Let $A $ be an arbitrary decision problem in $NP$. I want to determine whether or not any subset of $A$ is also in $NP$. The following simple line of reasoning shows that this is in fact not the case, although I am suspicious of the reasoning.
Let $A = \{0,1\}^*$ be a pathological example of an $NP$-set. Membership of $x$ may be determined trivially of course. Now take a problem $E \notin NP$, then, assuming a common alphabet, $E \subset A$, but $E \notin NP$. Therefore the subsets of $NP$ problems are not necessarily in $NP$, so QED?
I guess this is enough but the result is not really satisfying because we take a set $A$ that technically is in $NP$ but really is in $TIME(1)$. Can anyone give a more general reasoning why we might find sets in $NP$ that have subsets not in $NP$?

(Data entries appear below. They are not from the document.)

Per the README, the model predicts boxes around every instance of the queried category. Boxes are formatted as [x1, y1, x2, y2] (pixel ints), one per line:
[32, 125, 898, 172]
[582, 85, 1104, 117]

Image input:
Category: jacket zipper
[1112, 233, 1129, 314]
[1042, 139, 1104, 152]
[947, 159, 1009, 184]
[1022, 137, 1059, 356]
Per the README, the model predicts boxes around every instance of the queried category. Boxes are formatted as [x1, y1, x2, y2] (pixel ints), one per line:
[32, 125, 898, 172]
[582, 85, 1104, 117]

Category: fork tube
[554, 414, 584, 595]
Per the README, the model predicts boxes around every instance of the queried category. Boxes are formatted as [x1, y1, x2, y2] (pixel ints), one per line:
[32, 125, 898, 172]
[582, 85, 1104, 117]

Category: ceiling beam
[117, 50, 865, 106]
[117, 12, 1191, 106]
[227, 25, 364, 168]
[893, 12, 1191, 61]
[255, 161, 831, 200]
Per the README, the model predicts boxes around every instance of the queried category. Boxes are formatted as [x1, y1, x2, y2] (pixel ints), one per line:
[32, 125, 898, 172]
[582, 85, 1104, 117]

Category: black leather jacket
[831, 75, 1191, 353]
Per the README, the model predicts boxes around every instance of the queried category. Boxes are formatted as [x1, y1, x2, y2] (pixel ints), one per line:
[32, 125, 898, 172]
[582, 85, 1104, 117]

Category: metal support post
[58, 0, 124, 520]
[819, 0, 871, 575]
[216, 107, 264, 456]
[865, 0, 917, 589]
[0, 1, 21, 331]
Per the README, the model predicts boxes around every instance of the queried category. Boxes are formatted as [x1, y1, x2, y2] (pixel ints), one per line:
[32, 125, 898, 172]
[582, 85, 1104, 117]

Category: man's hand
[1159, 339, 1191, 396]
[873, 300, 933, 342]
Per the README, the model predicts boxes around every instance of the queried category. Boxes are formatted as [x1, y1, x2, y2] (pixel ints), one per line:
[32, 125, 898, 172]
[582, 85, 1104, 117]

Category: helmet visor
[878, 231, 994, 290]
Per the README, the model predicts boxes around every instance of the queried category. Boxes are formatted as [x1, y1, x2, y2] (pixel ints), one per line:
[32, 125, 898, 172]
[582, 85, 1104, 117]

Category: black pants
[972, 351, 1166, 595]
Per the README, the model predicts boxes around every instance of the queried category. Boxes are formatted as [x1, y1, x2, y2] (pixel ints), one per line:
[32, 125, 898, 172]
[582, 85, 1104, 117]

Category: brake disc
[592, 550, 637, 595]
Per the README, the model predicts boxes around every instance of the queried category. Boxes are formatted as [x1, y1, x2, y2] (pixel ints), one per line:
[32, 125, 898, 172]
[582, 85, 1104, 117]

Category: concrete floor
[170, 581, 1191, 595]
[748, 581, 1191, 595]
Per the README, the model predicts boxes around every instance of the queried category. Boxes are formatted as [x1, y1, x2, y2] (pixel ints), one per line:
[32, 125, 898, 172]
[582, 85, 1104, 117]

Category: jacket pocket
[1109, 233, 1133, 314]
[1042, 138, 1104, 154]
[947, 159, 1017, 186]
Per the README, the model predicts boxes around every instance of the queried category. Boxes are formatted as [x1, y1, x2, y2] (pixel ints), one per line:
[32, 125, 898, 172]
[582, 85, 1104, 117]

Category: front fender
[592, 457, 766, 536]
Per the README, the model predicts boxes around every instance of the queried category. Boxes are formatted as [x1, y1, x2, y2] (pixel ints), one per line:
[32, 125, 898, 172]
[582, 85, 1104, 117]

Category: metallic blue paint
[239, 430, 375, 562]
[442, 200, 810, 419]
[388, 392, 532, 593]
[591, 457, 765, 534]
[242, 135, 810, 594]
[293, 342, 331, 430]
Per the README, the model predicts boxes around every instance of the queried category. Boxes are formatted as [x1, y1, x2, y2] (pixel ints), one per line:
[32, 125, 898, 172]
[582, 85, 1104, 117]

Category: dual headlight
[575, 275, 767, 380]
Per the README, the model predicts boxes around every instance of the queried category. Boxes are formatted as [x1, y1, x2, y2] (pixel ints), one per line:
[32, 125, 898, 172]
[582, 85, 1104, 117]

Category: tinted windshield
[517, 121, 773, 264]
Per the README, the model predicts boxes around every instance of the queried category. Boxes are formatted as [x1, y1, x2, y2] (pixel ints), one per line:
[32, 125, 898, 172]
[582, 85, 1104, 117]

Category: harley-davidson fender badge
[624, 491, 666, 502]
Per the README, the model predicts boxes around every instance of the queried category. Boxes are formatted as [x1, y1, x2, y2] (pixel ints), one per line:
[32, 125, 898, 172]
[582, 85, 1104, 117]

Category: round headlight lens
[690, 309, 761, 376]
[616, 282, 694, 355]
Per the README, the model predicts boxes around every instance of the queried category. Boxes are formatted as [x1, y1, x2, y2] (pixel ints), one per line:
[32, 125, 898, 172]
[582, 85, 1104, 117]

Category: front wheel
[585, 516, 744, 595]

Intuitively I can imagine the existence of some $NP$ problem $A$ that has an infinite intersection with some more complicated problem $B$, so that $A \cap B \subset A$ is not in $NP$, but I cannot find a solid argument for this other than my trivial example.

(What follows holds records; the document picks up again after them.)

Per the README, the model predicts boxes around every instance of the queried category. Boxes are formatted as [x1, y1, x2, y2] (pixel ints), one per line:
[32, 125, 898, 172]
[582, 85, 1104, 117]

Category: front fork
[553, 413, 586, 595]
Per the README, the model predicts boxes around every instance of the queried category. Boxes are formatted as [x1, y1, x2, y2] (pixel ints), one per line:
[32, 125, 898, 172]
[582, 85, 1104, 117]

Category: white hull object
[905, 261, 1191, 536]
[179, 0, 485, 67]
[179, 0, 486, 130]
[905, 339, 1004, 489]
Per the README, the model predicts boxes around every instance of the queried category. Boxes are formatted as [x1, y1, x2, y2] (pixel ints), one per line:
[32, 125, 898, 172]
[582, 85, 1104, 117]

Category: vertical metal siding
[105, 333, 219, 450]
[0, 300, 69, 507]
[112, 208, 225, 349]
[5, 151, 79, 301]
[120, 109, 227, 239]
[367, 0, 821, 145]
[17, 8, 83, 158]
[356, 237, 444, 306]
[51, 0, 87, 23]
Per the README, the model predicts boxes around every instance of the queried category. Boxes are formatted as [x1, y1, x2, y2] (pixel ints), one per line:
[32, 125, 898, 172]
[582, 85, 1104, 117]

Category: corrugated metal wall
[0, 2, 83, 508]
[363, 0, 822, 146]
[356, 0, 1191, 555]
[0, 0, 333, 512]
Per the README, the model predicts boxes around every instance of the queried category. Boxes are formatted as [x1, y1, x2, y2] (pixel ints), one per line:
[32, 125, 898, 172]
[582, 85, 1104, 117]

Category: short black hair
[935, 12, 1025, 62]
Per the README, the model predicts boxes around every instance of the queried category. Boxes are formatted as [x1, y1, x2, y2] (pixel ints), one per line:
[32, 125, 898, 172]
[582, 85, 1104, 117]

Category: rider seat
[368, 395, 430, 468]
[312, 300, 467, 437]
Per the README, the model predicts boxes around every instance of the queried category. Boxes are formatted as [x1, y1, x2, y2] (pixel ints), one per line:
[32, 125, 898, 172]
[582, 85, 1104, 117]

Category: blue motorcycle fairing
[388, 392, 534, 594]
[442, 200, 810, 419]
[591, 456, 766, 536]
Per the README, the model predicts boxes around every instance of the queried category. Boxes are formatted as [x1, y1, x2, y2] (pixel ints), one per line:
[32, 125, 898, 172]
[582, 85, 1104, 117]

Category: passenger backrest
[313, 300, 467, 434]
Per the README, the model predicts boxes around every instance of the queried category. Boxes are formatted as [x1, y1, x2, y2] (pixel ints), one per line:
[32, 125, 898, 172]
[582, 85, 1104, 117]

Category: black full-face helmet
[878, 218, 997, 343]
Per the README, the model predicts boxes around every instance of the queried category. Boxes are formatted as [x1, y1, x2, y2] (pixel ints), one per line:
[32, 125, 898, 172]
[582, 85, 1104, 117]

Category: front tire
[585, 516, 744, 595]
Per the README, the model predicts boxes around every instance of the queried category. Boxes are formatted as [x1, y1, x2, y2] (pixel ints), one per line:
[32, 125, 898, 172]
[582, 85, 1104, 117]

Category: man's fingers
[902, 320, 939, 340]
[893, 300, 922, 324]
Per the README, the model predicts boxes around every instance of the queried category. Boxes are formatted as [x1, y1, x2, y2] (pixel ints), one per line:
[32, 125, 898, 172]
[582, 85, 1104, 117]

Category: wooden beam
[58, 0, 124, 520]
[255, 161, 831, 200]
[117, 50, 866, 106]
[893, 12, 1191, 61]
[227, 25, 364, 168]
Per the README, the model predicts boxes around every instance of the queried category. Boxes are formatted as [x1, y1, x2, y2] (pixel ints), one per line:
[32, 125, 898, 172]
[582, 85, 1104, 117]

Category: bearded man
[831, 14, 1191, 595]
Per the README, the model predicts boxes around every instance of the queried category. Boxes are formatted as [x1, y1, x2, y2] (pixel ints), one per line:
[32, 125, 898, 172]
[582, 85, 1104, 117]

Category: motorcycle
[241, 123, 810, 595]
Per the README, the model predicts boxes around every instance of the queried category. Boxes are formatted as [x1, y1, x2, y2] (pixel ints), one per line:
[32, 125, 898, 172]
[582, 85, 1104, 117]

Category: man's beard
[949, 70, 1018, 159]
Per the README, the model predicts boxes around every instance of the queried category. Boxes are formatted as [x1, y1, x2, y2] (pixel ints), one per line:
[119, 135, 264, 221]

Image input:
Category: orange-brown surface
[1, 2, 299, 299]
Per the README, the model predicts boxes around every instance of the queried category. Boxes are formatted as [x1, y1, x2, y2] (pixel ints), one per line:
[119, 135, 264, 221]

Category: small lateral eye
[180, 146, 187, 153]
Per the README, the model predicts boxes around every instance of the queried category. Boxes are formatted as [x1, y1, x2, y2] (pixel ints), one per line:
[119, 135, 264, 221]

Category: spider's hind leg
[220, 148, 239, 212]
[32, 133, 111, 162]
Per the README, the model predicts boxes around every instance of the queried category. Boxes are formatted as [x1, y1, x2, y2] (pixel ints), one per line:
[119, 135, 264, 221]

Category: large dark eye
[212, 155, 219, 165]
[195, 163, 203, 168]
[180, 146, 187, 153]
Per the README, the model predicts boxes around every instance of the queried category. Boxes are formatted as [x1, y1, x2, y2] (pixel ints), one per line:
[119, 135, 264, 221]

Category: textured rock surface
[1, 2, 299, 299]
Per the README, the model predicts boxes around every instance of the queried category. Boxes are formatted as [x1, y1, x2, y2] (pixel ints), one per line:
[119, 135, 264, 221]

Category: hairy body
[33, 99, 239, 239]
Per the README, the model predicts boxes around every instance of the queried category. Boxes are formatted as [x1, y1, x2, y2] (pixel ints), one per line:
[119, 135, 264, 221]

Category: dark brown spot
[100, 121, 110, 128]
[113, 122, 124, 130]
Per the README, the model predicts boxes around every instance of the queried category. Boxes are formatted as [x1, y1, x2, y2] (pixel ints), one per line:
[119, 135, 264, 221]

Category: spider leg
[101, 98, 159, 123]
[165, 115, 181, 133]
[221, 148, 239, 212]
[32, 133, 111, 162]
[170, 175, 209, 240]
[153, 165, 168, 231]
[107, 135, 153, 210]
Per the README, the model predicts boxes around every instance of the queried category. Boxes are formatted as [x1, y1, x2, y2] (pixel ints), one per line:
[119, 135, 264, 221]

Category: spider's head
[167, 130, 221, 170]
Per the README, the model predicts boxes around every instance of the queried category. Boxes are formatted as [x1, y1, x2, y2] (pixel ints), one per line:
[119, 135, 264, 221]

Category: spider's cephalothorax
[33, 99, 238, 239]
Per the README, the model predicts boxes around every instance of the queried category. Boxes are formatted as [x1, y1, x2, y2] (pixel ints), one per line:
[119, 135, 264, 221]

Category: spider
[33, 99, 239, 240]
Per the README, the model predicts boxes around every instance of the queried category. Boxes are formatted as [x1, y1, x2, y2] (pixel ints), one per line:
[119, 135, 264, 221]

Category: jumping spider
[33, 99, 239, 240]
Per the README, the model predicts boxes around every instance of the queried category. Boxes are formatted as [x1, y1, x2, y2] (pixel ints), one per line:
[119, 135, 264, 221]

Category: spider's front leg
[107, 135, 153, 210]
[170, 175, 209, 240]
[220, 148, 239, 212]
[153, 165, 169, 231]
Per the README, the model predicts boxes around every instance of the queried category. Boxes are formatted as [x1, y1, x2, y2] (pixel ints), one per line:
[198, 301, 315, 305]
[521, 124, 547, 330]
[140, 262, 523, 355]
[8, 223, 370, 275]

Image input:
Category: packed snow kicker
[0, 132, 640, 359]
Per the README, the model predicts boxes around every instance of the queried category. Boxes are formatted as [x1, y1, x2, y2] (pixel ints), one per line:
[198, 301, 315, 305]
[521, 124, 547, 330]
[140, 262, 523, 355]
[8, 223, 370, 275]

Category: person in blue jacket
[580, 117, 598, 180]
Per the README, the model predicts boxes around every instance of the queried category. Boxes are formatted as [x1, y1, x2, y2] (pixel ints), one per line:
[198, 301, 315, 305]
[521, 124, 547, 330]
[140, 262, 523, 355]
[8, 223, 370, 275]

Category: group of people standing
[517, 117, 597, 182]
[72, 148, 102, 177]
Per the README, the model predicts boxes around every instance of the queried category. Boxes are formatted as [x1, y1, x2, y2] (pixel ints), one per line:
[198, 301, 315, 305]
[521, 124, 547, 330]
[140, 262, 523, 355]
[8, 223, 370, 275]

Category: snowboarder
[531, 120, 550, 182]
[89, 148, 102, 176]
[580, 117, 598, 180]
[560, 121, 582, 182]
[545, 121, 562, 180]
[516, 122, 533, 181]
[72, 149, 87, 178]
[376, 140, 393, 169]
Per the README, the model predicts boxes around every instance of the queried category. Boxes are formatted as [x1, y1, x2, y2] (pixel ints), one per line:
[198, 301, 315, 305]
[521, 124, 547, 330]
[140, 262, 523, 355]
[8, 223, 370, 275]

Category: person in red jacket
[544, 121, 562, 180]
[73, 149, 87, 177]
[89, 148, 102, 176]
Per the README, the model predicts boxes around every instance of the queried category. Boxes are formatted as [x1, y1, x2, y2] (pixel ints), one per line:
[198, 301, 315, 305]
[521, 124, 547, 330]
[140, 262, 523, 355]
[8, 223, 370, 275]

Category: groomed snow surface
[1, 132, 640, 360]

Your proof is fine, and it's the proof that I'd give. But if, for some reason, you prefer to use a complicated NP set $A$, then you could start with any infinite NP set $A$ and observe that (1) it has uncountably many subsets, whereas (2) only countably many sets are in NP. So $A$ must have subsets (in fact lots of them) that are not in NP.) The same argument shows that $A$ has subsets that are not even computable, not even arithmetically definable, not even hyperarithmetical.)